Deny your failure by pointing someone else's, by mocking them. Schaffenfreunde! Voila! Success is kidnapped too. Is it Cosmo-vision for English as it is in Spanish? There are so many fellow countrymen in sorrow because of this ethnocentric meaning for the word “work”. It is a process, I guess. In a virtual society measured from Failure to Success through Goals (Whatever we call goals) Social Status made its entrance by redefinition. It's more about what I show than what I have. I have a son, and another one is coming as this is being written. I want to think these words might give them a glance of the world I would like to show them. A world of recorded tapes and VCRs. Nostalgia sold out! Not really. I want them to touch and see beyond the screens. I am going to play them as much rock music as I possibly can. I refuse to accept Reggaeton as a style of music. Not for me, neither for them. Words must be rescued. Cosmo-vision must be opened up to hold wider perceptions. To hold wider perceptions, we should read and travel. Books still beat up but Time is something else. Time and balance, balance as debts, of course. Time and Work: quite a couple! Spare time: yes!

Spare time and Social networking: I don't know what to say about this relationship. I come from a zapping time. I guess habits just get enhanced through newer adaptations.
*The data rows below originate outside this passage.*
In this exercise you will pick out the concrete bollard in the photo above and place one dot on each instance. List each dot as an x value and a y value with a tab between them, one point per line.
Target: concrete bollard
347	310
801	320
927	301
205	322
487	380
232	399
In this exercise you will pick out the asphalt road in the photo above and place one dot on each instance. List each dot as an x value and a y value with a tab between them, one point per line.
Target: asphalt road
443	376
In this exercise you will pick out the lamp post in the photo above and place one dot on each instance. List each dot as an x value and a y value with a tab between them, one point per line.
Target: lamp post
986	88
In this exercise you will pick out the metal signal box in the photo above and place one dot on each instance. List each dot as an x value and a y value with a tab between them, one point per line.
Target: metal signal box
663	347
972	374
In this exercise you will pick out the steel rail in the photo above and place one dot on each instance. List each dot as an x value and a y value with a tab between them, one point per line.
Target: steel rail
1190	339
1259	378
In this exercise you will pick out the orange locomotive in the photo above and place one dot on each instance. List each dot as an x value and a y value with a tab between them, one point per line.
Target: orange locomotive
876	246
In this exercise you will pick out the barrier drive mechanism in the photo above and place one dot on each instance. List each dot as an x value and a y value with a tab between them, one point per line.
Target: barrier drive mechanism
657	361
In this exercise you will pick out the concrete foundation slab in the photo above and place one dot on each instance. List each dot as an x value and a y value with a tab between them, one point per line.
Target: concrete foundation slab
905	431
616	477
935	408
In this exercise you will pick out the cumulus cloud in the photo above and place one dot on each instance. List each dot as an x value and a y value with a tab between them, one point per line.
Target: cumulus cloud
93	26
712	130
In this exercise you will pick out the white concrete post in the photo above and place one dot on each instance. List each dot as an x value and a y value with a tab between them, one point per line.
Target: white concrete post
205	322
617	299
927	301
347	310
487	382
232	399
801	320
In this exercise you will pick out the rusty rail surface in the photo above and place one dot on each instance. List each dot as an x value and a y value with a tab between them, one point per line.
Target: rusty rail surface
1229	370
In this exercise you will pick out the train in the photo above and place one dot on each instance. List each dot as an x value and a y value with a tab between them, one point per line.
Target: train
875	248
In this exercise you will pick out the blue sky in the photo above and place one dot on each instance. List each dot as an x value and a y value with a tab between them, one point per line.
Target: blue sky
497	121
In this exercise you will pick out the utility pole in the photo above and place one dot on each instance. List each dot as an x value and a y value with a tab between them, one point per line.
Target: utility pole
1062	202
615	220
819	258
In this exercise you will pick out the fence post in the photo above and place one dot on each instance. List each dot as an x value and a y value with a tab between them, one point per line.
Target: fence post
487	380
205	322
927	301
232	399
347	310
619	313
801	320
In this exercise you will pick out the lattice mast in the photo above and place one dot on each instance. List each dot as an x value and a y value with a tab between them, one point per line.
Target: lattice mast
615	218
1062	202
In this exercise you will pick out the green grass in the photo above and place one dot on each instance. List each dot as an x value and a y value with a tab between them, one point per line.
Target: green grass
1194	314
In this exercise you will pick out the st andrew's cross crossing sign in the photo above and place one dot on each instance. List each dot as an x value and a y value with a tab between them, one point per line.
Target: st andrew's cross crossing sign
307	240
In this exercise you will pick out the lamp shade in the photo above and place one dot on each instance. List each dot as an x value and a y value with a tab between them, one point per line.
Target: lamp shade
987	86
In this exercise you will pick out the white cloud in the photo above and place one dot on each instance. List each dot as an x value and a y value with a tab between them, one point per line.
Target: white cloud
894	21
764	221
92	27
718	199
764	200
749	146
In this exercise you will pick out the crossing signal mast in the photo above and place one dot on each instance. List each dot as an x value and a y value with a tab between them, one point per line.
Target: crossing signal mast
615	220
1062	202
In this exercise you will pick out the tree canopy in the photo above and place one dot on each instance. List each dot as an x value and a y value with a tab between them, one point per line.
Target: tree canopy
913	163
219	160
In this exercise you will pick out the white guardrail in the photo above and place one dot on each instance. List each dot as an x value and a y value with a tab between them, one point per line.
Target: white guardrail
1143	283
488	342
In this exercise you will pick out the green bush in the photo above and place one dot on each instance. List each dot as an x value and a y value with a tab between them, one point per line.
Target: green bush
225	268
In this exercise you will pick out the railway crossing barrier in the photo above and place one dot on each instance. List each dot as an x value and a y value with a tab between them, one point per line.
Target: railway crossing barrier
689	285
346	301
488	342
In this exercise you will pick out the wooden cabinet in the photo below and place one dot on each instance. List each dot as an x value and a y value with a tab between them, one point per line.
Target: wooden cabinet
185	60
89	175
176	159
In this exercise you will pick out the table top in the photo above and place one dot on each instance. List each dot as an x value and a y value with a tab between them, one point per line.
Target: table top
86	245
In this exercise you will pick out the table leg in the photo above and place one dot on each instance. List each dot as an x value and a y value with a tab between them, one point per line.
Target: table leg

Vaping instead of smoking: Vaping faith: faith in fade. Human race evolved to make the palm of the hand not only a figurative place but an actual place indeed. Just like the pocket; the pocket now stores a big deal by storing you phone. Store your memories. So you can remember that it actually happened, that it wasn't just a pose for an empty picture. An empty picture full of trends. This is not meant to be trendy, by the way. But what if those pictures changed? Can you imagine it? Imagine that you went to a party, you had something to drink, to eat, you chatted with someone, you looked into his social media profile, and suddenly, when you feel like you want to remember it and take a look at the pictures you took, it turns out that they were not as you thought they were: another place, another person, a different food, a different date, a different you! Who are you anyway?

Futility is an interesting word. I know my purpose as a man now, but before that, I just saw myself as some sort vessel in which every person I have ever cared for, could download their issues. If Listening to complains were something like a well paid job, I think I would be some master at it, I would be a wealthy person. But nobody knows what may come with time, it might be something on demand in a near future. In ten years from now there will be more people with more issues thanks to these endless (and pointless) comparisons through social media. Through social media we got used to see and be seen. Let's not blow the candles until we get a good picture to upload!. What if this has always been like that? Perhaps this persona transfer we agreed to do with all these apps is just easing the means for those who actually take profit from this. Maybe we have always been somebody else's ants. Our cities might have been some kids' Legos, and if so, I could never imagine the kind of kid who got Caracas and Guarenas to play with.